Он попробовал замычать, но его небрежно постукали по голове чем‑то тяжелым и твердым, вероятно рукояткой пистолета. Стрельчинский затих, понимая, что это пришел его черед рассчитываться за красивую жизнь.
Машина свернула куда‑то, и сразу ее стало раскачивать с боку на бок, и майор с тоской догадался, что они свернули на проселочную дорогу. Где‑то впереди слышался рокот мотоцикла.
Вскоре Муха, улетевший на мотоцикле вперед, показал, что нашел место вполне удобное для их нехитрых целей. Свернув с дороги и углубившись немного в кустарник, они оказались в укромной ложбине с разлапистой сосной посередине.
Захватчики – вместе с мотоциклистом майор насчитал пятерых – вышли из машин и вытащили застывшего от страха Стрельчинского.
Принеся из багажника буксировочный трос, Боцман зацепил его за наручники, сковавшие ноги майора, перебросил его через невысокую горизонтальную ветку и с помощью Артиста подтянул несчастного летуна на полметра вверх.
Док сплюнул и покачал головой, глядя на болтающегося вниз головой Стрельчинского. Муха резкими движениями сорвал лейкопластырь сначала с глаз, потом со рта майора, при этом часть его красивых бровей и усов остались на липкой стороне ленты.
Стрельчинский заморгал, привыкая к свету и непривычному взгляду на мир. Муха повернул его вокруг оси:
– Оглядись вокруг, майор, может, кого признаешь, сволочь.
Наверное, не слишком легко опознать малознакомых людей, вися вверх ногами, но Стрельчинскому это удалось сразу.
– Это вы вчера на самолете были, – хрипло сказал он. – Не знаю, как звать вас.
За что вы меня?
– Зачем ты ему хлебало разлепил? – спросил Артист у Мухи, легко входя в роль крутого «братка». – Сейчас будет «метлой» махать без толку.
Майор залепетал:
– Что я плохого сделал?
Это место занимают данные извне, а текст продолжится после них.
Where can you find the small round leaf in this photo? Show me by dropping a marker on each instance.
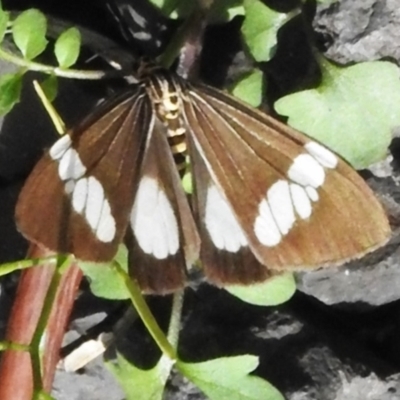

Я же только принял вас и выпустил в ворота. До города не подвез, ну так разве это вина, братцы? Не мог я... Боюсь я с товаром ехать...
– Я же говорил, что «метлой» будет махать, – сплюнул Артист.
– Если что и случилось, я‑то ни при чем, – лепетал испуганный насмерть мужик, болтающийся в неудобном и унизительном положении, пока Муха, решительно остановив его вращение, снова не залепил ему рот.
Следующие десять минут майор Стрельчинский слушал оживленный спор о том, какому роду казни лучше его предать. Высказывались самые невероятные предложения, скорее всего почерпнутые из поганых желтых газетенок, которые люди читают от нечего делать в дороге. Жуткие истории, описанные в этих газетенках, на самом деле в жизни почти никогда не происходят, а главным образом придумываются дешевыми журналистами вечерами на кухне, за стопкой водки. Однако майору в его положении не оставалось ничего другого, как верить во все эти страсти безусловно.
– Вот недавно «братки» из Казани закопали каких‑то козлов по шею и косили головы, как капусту. Тоже метод, – убеждал Артист.
– Да где у тебя коса‑то? – возражали ему.
– Разорвать его, как жабу, между двумя машинами. Трос же есть.
Лицо майора налилось дурной кровью.
– Хватит базарить, – сказал до сих пор молчавший человек с суровым лицом, конечно старший.
Он поднялся с корточек и пошел к машине. Майор понял: начинается самое страшное.
И действительно, суровый старшой вернулся с канистрой, открыл крышку и обильно полил человека бензином.
Майорская форма мгновенно пропиталась им и потемнела.
– Док, ты же у нас куришь... дай‑ка огня. Док равнодушно бросил Пастуху зажигалку.
Несчастное майорское тело затрепетало в воздухе.
– Отлепи ему рот, Муха. Может, ему теперь есть что сказать, – проронил Боцман.